En estas dos semanas ningún medio impreso o electrónico ha atribuido al terrorismo de Estado israelí los centenares de muertos y el éxodo de 800 mil personas en Líbano -más de uno de cada cinco libaneses se ha visto desplazado- ni ha mostrado interés por la manera en que el régimen de Tel Aviv ensambla sus bombas, bajo la bendición de la legalidad internacional. Casi todas las noticias enfatizan, en cambio, la decena de muertos y heridos causada por misiles de corto alcance y precisión deplorable que los combatientes de Hezbollah avientan, como pueden, sobre Galilea; otro tanto ocurre con los proyectiles de los palestinos de Gaza, los Qassam, que de vez en cuando hieren a alguien.
En el fondo, la diferencia entre las acciones de Israel y las potencias occidentales -en Afganistán, en Líbano, en Gaza, en Irak, no importa- y las de los grupos de resistencia locales es meramente económica: la cantidad, la potencia, la precisión y la eficacia de las máquinas para matar están directamente determinadas por los recursos invertidos en ellas.
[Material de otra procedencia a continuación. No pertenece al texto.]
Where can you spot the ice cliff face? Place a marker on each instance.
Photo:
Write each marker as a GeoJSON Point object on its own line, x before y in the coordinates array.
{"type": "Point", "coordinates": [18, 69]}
Una bomba puede ser llevada a su objetivo a pie, en autobús o en un avión supersónico. Pero, desde la perspectiva de la ética, no hay distingo. Los coroneles y generales israelíes (o los gringos, o los de la OTAN) planifican sus ataques con la misma minuciosidad que los combatientes árabes; calculan el daño que provocarán y hacen las cosas con el propósito de maximizar la destrucción. Ciertamente, trabajan en oficinas bien iluminadas y con aire acondicionado, lujos de los que muy probablemente carecen los mandos de Hezbollah y de los grupos armados palestinos.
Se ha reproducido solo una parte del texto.